Da wir aber einen Umgang mit dem vor uns liegenden Zeitraum finden müssen, stellt sich die Frage nach unseren Entscheidungen. War das erste Mal die äußere Umstellung der Lebensführung mit der Aneignung neuer Fähigkeiten notwendig und durchaus motivierend, könnten diesmal unsere Werte eine Hilfestellung bieten. Ich mache mal einige Vorschläge:

  • Ich zitiere aus Alex Pattakos Buch „Gefangene unsere Gedanken“ über das Leben Viktor Frankls folgende Geschichte: An dem Tag, an dem Nelson Mandela aus dem Gefängnis auf Robben Island entlassen wurde, sah Bill Clinton, damals Gouverneur von Arkansas, die Nachrichten im Fernsehen. Als Mandela aus dem Gebäude trat, bemerkte Clinton, wie angesichts der gaffenden Menschen der Zorn über Mandelas Gesicht huschte und rasch wieder verschwand. Später trafen sich beide persönlich, inzwischen als Oberhaupt des jeweiligen Landes, und Clinton erzählte Mandela von seiner Beobachtung. Mandala antwortete: „Ja, das stimmt. Als ich im Gefängnis saß, hatte ein Sohn eines Wärters einen Bibelkurs angeboten, an dem ich teilnahm … Und an dem Tag, als ich das Gefängnis verließ und die Zuschauer sah, überschwemmte mich der Zorn bei dem Gedanken, dass sie mich um 27 Jahre meines Lebens gebracht hatten. Da sagte der Geist Jesu zu mir: Nelson, im Gefängnis warst du frei, mach dich nicht als freier Mann zu ihrem Gefangenen.“ Es ist eine spannende Herausforderung, Freiheit nicht äußerlich, sondern innerlich zu definieren.
  • Persönliche Entwicklung. Durch unsere Aktionen und Reaktionen machen wir die Welt jeden Tag zu einem besseren oder schlechteren Ort. Wir lösen bei anderen ein positiveres oder negativeres Gefühl aus nach der Begegnung mit uns. Durch Selbstreflexion können wir den Tag die Revue passieren lassen. Was hätten wir anders machen wollen? Und wie werden wir diese Vorhaben künftig umsetzen?
  • Die neuen Einengungen können Irritationen, Ärgernisse und Wut hervorrufen. Vor allem wenn wir meinen, dass wir Opfer von Fehlentscheidungen sind. Dann sind Selbstmitleid und Schuldzuweisungen nicht weit. Bitterkeit kann sich breit machen. Auch wenn es sinnvoll sein kann, Missstände anzusprechen und Emotionen zu artikulieren, ist es hilfreich, dieses Stadium zu verlassen. Wenn wir loslassen und vergeben, erzeugen wir keine weitere negative Energie, sondern tun uns selbst und andere Gutes indem wir uns mit Positivem befassen.
  • Das ist nicht nur ein Persönlichkeitsmerkmal, sondern auch eine Entscheidung. Diese können wir üben. Wenn die Wetter-App Regen ansagt, muss es nicht stimmen. Und auch wenn es sich bewahrheitet, kann ich mich für die Natur freuen, den abgesunkenen Wasserstand der angehoben wird. Oder ich gehe nun erst recht heraus, ziehe trockene Klamotten an, wenn ich zurückkehre und erzähle mir selbst und andere, dass ich ein Held bin. Ein kleines Abenteuer!
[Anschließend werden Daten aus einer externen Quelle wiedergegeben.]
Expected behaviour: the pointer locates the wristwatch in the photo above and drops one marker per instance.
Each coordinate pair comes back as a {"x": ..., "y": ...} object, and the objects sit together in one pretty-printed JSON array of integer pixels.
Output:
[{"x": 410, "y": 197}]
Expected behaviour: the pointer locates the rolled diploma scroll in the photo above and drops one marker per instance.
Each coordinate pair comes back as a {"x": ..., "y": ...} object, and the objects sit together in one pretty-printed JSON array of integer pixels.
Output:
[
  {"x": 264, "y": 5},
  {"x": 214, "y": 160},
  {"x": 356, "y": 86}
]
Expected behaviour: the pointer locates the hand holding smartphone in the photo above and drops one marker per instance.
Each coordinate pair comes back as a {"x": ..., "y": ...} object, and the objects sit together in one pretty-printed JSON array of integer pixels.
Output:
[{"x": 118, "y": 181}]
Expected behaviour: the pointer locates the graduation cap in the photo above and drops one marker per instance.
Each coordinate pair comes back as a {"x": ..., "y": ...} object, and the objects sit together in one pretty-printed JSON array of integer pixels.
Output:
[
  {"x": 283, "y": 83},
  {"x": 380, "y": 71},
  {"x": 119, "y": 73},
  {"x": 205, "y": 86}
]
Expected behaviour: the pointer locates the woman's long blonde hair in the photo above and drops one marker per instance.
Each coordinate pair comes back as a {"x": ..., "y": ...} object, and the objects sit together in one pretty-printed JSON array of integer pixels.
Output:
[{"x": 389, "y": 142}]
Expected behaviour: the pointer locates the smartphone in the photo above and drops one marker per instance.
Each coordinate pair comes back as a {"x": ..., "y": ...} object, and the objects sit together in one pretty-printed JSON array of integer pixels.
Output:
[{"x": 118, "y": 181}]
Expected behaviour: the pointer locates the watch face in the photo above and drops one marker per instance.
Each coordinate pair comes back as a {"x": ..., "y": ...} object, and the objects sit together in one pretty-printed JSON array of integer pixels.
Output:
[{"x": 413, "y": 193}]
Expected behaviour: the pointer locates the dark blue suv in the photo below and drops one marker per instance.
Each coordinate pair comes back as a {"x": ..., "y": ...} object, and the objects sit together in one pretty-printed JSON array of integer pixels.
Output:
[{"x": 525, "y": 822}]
  • Kombiniere „Carpe Diem“ mit „Memento Mori“. Manchmal lohnt es sich, die Ewigkeitsperspektive einzunehmen. Wir sind Gäste auf Erde. Wir laufen hier eine begrenzte Zeit herum und verlassen den Ort (statistisch) nach 70 oder 80 Jahren. Wie wir in Erinnerung bleiben, hängt von unserem Verhalten, unseren Entscheidungen ab. Auch in Corona können wir inspirieren, positiv beeinflussen, sinnvolle Änderungen bewirken, nachhaltige Aktionen initiieren. Verbinde dieses mit den kleinen Freuden und pflücke den Tag. Lass eine Pizza liefern, auch im Lockdown. Genieße den etwas längeren Schlaf. Mache Dir ein schöneres Frühstück als sonst. Belohne Dich selbst mit einem gekochten Ei. Nimm mehr Zeit zum Lesen. Schreibe 10 Personen was Du an Ihnen schätzt und spüre in Dir selbst, wie Du Dir selbst und andere damit Gutes getan hast!